Shipping’s energy transition is a supply chain challenge

Shipping

Julien Boulland from Bureau Veritas Marine & Offshore considers why the decarbonisation conversation must expand beyond what happens on ships.

Determining which fuels will power ships in a low-carbon future is just one aspect of reducing greenhouse gas (GHG) emissions in shipping. To succeed, we need to optimise the entire logistics chain of shipping, including the crucial element of ensuring green fuels are available on a large scale.

Breaking silos between maritime and land-based industries will be instrumental to the success of the net zero transition. To address fragmentation in supply chains and legislation, shipping must engage in broader dialogues with new stakeholders including green fuel producers, land-based delivery chains, as well as carbon capture and nuclear energy value chains. Only by building new bridges with those sectors can we develop the standards, infrastructure, and contracts needed to make net-zero shipping a reality.

Scaling up green fuel production

The development of supply chains for renewable and low-carbon fuels is not happening as fast as we need. Despite increasing willingness in the shipping industry to pay a premium for green fuels, the lack of availability of those fuels is frustrating. The challenge lies not only in making these fuels economically viable; but also in securing access to limited sustainable feedstocks, scaling-up production, establishing transport links, and developing bunkering infrastructure.

Moving the needle on green fuel production requires clear signals from the maritime sector to green fuel producers (current and potential), and vice-versa. Only with the certainty of a strong and steady demand in shipping can we unlock the necessary investments to scale up the production of green fuels and expand transport and bunkering infrastructure to make it available for the maritime sector. Conversely, only with greater certainty on green fuel availability will shipowners make investments in vessels powered by those fuels.

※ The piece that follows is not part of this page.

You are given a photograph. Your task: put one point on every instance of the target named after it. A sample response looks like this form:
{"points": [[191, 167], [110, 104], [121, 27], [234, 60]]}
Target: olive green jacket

But this marks a considerable change in approach for shipowners. Ships are typically ordered on the basis that the fuel used is available worldwide in a global bunker market. That will change – certainly during the transition period as owners begin to secure supplies of green fuels. This challenge also highlights the vital role of approaches such as energy insetting to connect fuel buyers and sellers, while also bridging the cost disparity between conventional and low-carbon fuels.

Leveraging existing solutions

The complexity of developing new supply chains for energy sources should not hinder immediate action, which is essential to keep shipping within its “GHG budget” to 2050. To really address the climate challenge, we need to account for all emissions released into the atmosphere throughout the entire supply chain, including fuel supply, until carbon neutrality is achieved, rather than solely focusing on emissions from the voyage.

A hard truth is that the timelines required to scale up new fuel production capacity will not meet the significant emissions reductions needed this decade, in line with the IMO’s revised strategy, adopted in 2023. Therefore, shipping should use all levers that are already available to reduce its energy needs in the short term, through operational efficiency and clean technology.

As evidenced in Bureau Veritas’ (BV) recent study, which modelled several potential decarbonisation pathways for the maritime industry, embracing measures like reducing speed and waiting times could have a significant cumulative impact. BV’s simulations show that without action to reduce speed or waiting time while ocean transportation volumes grow moderately, GHG emissions would be 92% higher in 2050, with 44% more emissions over the period from a GHG budget perspective, than if these levers had been actioned.

Concerted effort to boost operational and energy efficiency is needed not only to align with the Paris Agreement’s goal of limiting temperature increases to 1.5C, but also to lay the groundwork for the transition to new fuels, ensuring they are used efficiently.

A collaborative transition

The practical realities of the decarbonisation transition call for a fresh approach that covers entire supply chains and fosters greater knowledge-sharing beyond the maritime sector.

BV’s Future Shipping Team (FST) was established precisely for this purpose, bridging expertise from capabilities sectors within the BV Group – with more than 80,000 employees, such as nuclear energy, the CO2 value chain, alternative fuels, and wind-assisted propulsion, to enable the sharing of research and expertise.

With over 250 experts across 12 workstreams, the FST recognises that achieving net-zero shipping ultimately relies on robust communication and collaboration, both within and outside the shipping industry. Only by expanding the conversation can we bring the clarity and practical solutions needed for the crucial technology, fuel, and retrofit decisions ahead.